Noch eine andere Einrichtung der von Ihnen benutzten Geräte ist mit extremer Schnelligkeit ausgestattet: Der Elektronenstrahl, der vor Ihren Augen 25mal in jeder Sekunde ein neues Bild auf die Mattscheibe zeichnet. Nach diesen grundsätzlichen Überlegungen wollen wir aus solchen Voraussetzungen einen Wettstreit der Systeme entwickeln und den Computer gegen den flotten Strahl antreten lassen. Unglaublich, werden Sie jetzt wahrscheinlich sagen, aber warten Sie ab! Möglich ist das nämlich, weil der für die Bildorganisation zuständige Video-Interface-Controller (VIC) stets genau darüber »im Bild« ist, welche Rasterzeile des Monitorbildes augenblicklich geschrieben wird. Das ist die Bedingung dafür, daß auf dem Schirm auch ein Bild im geordneten Zusammenhang wiedergegeben wird. Der VIC, dessen Register unter den Adressen 53248 ($D000) bis 53294 ($D02E) erreichbar sind, führt in der Speicherzelle 53266 ($D012) Buch über die jeweilige Zeilennummer. Darüber war schon einmal zu lesen, daß es unsinnig wäre, dort etwas hineinzuschreiben, weil man den Elektronenstrahl der Bildröhre gar nicht steuern könne. Und das ist nur zum Teil richtig, denn steuern können wir den Strahl nicht, wohl aber können wir ihn steuern lassen.

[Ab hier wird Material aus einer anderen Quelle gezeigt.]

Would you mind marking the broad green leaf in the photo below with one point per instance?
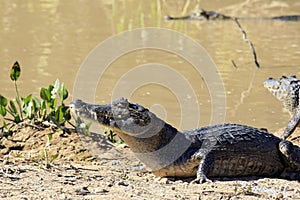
(27, 99)
(36, 104)
(56, 85)
(3, 101)
(15, 71)
(2, 110)
(63, 92)
(59, 115)
(50, 136)
(45, 94)
(13, 107)
(67, 114)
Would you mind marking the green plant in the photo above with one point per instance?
(47, 111)
(46, 155)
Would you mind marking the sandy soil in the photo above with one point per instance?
(90, 167)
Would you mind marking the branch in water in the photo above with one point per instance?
(248, 41)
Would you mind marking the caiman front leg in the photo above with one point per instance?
(291, 124)
(206, 161)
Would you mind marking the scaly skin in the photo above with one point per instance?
(224, 150)
(286, 90)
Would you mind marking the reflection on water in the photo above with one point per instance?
(51, 39)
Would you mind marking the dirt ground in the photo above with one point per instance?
(90, 167)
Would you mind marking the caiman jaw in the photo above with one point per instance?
(120, 114)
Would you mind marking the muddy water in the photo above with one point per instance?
(51, 39)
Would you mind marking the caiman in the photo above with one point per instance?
(223, 150)
(201, 14)
(286, 89)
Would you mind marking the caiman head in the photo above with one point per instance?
(120, 115)
(286, 90)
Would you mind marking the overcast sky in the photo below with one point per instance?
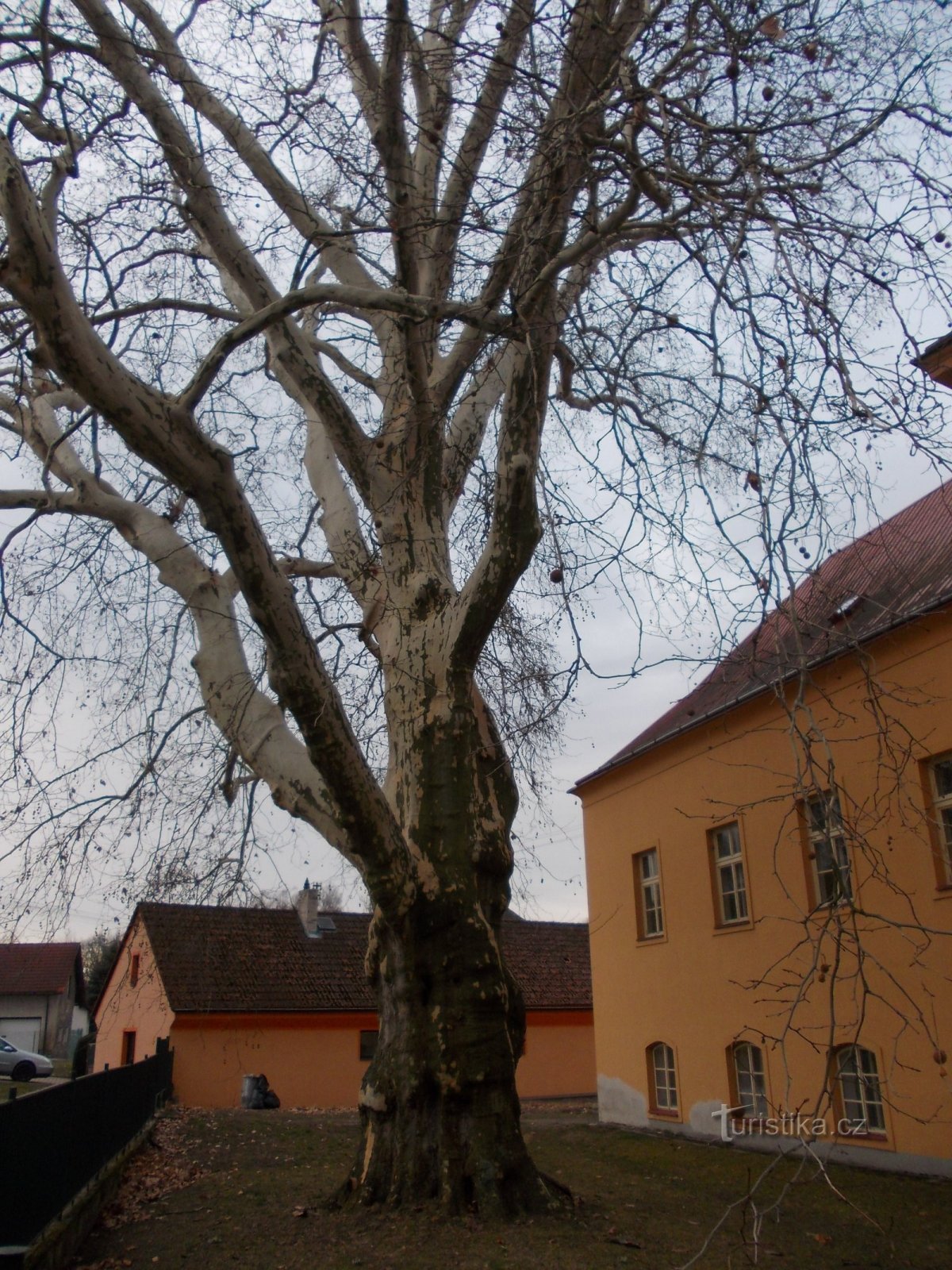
(606, 717)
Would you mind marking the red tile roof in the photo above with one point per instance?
(38, 969)
(937, 361)
(259, 960)
(894, 575)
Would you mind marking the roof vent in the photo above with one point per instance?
(843, 610)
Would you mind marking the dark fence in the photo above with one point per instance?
(56, 1141)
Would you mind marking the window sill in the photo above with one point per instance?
(875, 1138)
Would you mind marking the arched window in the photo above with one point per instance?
(858, 1091)
(748, 1081)
(662, 1079)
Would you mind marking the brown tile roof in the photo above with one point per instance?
(889, 577)
(38, 969)
(937, 361)
(259, 960)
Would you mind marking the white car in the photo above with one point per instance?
(19, 1064)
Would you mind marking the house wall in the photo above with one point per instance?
(309, 1060)
(23, 1020)
(700, 988)
(314, 1060)
(141, 1007)
(40, 1022)
(560, 1054)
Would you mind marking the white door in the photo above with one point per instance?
(22, 1033)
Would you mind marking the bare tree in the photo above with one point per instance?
(292, 291)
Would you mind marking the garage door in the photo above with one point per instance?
(22, 1033)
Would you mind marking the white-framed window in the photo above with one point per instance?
(730, 880)
(941, 787)
(860, 1095)
(833, 882)
(647, 895)
(749, 1081)
(662, 1077)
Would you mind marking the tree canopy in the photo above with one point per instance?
(344, 347)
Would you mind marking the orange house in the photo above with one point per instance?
(244, 991)
(770, 874)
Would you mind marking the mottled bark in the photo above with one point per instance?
(438, 1108)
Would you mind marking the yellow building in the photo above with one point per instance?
(770, 874)
(249, 991)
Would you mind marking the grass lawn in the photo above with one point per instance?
(247, 1189)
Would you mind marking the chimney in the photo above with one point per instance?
(308, 905)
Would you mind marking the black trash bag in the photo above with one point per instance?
(262, 1098)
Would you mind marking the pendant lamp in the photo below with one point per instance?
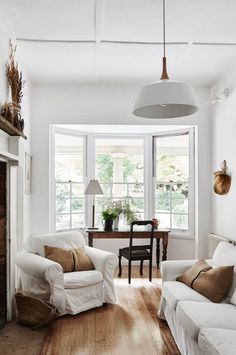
(165, 98)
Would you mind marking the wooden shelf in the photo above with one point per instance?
(10, 129)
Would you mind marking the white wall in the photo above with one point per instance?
(224, 147)
(6, 34)
(71, 104)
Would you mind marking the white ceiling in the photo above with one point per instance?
(119, 41)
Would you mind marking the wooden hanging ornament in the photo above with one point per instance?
(222, 180)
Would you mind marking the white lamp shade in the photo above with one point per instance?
(93, 188)
(165, 99)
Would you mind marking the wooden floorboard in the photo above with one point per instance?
(129, 327)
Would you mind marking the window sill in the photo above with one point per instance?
(181, 235)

Dafür ist besagtes Register — wie übrigens viele andere auch — mit einer Doppelfunktion ausgerüstet. Abhängig von der jeweiligen Zugriffsart, Lesen oder Schreiben (PEEK oder POKE), erreicht man unter derselben Hausnummer verschiedene Adressaten. Wird das Register gelesen, so erfährt man die gerade bearbeitete Rasterzeile, wird es beschrieben, bleibt der übermittelte Wert gespeichert und dient dem internen Vergleich, ob er mit der aktuellen Zeile identisch ist. Wenn dieser Fall eintritt, so reagiert die Hardware selbständig darauf und erzeugt einen Interrupt — falls ein solcher vorgesehen war. Zuvor muß dem Computer nämlich noch mitgeteilt werden, daß dies ein Interruptauslöser sein soll. Die Anmeldestelle ist die Adresse 53274 ($D01A), das Interrupt-Masken-Register.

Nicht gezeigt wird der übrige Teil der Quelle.